Reading text files into lists in Python

Question

Instead of defining documentslike this ...

documents = ["the mayor of new york was there", "machine learning can be useful sometimes","new york mayor was present"]

... I want to read the same three sentences from two different txt files with the first sentence in the first file, and sentence 2 and 3 in the second file.

I have come up with this code:

# read txt documents
os.chdir('text_data')
documents = []
for file in glob.glob("*.txt"): # read all txt files in working directory
    file_content = open(file, "r")
    lines = file_content.read().splitlines()
    for line in lines:
        documents.append(line)

But the documents resulting from the two strategies seem to be in different format. I want the second strategy to produce the same output as the first.
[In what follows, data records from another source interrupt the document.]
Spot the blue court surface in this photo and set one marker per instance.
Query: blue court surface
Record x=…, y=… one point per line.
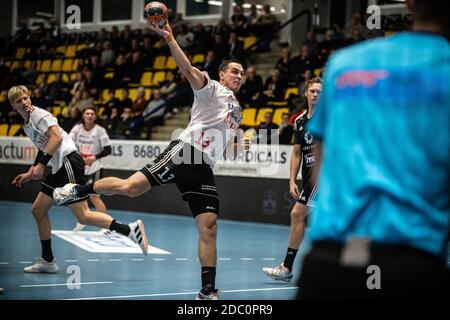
x=170, y=272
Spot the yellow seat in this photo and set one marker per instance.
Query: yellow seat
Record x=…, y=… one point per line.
x=278, y=115
x=4, y=129
x=160, y=62
x=248, y=41
x=198, y=58
x=56, y=65
x=45, y=65
x=56, y=111
x=171, y=64
x=51, y=78
x=14, y=129
x=248, y=117
x=67, y=65
x=70, y=51
x=290, y=91
x=159, y=76
x=260, y=116
x=20, y=52
x=146, y=79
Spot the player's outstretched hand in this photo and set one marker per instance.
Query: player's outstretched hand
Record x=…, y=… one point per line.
x=164, y=31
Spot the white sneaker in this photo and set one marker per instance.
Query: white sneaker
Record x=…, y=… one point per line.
x=65, y=194
x=280, y=273
x=213, y=295
x=137, y=234
x=78, y=227
x=42, y=266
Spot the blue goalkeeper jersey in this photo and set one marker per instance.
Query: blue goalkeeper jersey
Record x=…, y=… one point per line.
x=384, y=123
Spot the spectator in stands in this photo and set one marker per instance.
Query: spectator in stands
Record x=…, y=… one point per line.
x=107, y=56
x=211, y=65
x=238, y=20
x=235, y=47
x=253, y=84
x=268, y=129
x=59, y=89
x=284, y=64
x=286, y=130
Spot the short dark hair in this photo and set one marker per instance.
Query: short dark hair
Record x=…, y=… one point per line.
x=224, y=65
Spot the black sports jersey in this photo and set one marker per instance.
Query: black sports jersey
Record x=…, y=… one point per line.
x=305, y=139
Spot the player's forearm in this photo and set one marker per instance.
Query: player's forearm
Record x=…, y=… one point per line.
x=180, y=58
x=294, y=166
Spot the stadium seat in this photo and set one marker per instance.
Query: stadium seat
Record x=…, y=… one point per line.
x=248, y=117
x=160, y=62
x=158, y=77
x=278, y=114
x=4, y=129
x=56, y=65
x=198, y=58
x=260, y=116
x=67, y=65
x=170, y=64
x=146, y=79
x=14, y=129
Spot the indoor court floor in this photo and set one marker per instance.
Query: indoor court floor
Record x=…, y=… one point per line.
x=97, y=266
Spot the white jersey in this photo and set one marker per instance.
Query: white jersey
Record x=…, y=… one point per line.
x=36, y=127
x=215, y=118
x=90, y=142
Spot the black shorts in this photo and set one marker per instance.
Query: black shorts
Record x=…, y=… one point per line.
x=308, y=194
x=97, y=175
x=188, y=168
x=72, y=171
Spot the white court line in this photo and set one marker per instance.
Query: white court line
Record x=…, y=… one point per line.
x=63, y=284
x=179, y=293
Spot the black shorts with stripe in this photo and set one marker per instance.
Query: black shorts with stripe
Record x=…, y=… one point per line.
x=72, y=171
x=308, y=194
x=188, y=168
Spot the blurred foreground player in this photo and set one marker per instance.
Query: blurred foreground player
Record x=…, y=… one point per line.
x=381, y=226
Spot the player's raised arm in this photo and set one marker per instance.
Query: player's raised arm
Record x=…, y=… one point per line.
x=195, y=77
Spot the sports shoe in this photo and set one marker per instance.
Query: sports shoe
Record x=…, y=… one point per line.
x=65, y=194
x=78, y=227
x=213, y=295
x=42, y=266
x=137, y=234
x=280, y=273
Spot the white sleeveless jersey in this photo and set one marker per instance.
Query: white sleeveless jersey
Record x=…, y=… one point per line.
x=90, y=143
x=215, y=118
x=38, y=124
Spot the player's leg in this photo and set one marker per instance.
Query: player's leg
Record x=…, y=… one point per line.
x=283, y=272
x=207, y=253
x=134, y=231
x=40, y=208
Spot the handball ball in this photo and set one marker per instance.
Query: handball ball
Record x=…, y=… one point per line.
x=156, y=13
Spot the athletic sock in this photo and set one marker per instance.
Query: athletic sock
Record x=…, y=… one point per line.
x=85, y=190
x=208, y=279
x=47, y=253
x=120, y=227
x=290, y=257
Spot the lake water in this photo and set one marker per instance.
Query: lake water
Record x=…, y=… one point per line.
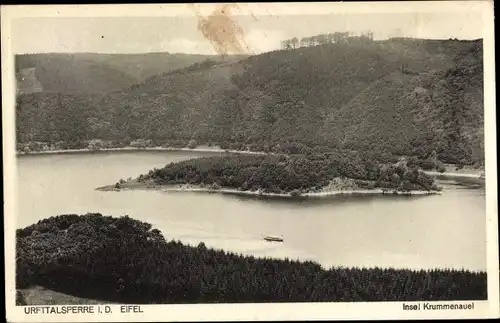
x=413, y=232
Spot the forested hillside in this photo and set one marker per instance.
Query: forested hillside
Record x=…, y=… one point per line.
x=127, y=261
x=100, y=73
x=399, y=96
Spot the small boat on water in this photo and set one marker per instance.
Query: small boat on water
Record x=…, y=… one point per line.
x=273, y=238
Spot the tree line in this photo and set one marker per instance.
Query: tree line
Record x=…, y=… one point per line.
x=295, y=174
x=124, y=260
x=330, y=38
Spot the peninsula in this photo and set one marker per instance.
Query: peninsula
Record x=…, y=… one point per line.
x=284, y=176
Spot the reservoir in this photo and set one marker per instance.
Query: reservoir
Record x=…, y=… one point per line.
x=436, y=231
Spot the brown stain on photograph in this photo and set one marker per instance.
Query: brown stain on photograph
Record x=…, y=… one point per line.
x=225, y=35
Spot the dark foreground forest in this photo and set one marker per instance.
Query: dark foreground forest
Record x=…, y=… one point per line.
x=126, y=261
x=295, y=174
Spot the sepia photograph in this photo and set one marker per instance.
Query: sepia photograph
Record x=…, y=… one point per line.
x=276, y=157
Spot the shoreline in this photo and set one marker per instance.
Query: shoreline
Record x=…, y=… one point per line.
x=213, y=150
x=197, y=189
x=86, y=150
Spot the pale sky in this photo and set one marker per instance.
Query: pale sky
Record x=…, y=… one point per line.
x=261, y=33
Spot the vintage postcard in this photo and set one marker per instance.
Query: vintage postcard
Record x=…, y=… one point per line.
x=250, y=161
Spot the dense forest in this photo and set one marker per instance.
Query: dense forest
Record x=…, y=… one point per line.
x=125, y=260
x=409, y=97
x=81, y=73
x=294, y=174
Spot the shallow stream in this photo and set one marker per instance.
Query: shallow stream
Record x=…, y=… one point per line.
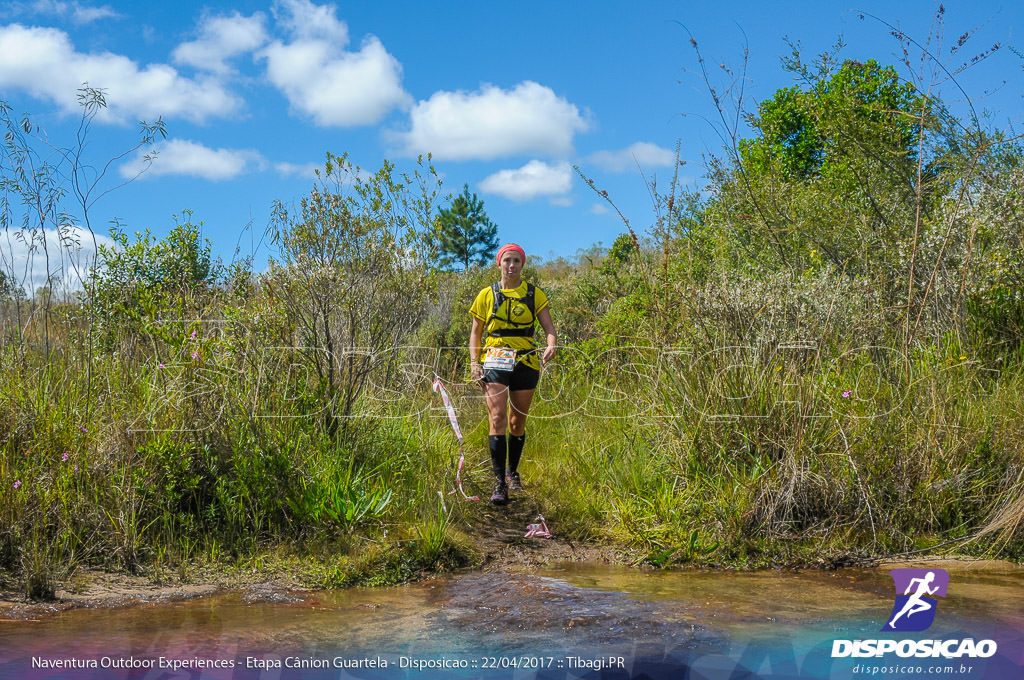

... what is wrong? Please try to be specific with your problem statements. — juanpa.arrivillaga
– juanpa.arrivillaga, Commented Mar 25, 2017 at 23:38
My point was that instead of writing "the documents resulting form the two strategies seem to be in different format" you should instead show the output — juanpa.arrivillaga
– juanpa.arrivillaga, Commented Mar 25, 2017 at 23:45
Also, doing this: lines = file_content.read().splitlines() is not necessary. You can iterate directly over the file handler, and it iterates over lines. So just for line in file_content: would be sufficient (although you'll get the trailing newlines). Likely, you just want documents.append(file_content.read()) And you don't have to iterate over the file at all... — juanpa.arrivillaga
– juanpa.arrivillaga, Commented Mar 25, 2017 at 23:48
Possible duplicate of combine multiple text files into one text file using python — OneCricketeer
– OneCricketeer, Commented Mar 26, 2017 at 0:35

OneCricketeer · Accepted Answer · 2017-03-26 00:32:16Z

1

If I understand your code correctly, this is equivalent and more performant (no reading the entire file into a string, then splitting to a list).

os.chdir('text_data')
documents = []
for file in glob.glob("*.txt"): # read all txt files in working directory
    documents.extend( line for line in open(file) )

Or maybe even one line.

documents = [ line for line in open(file) for file in glob.glob("*.txt") ]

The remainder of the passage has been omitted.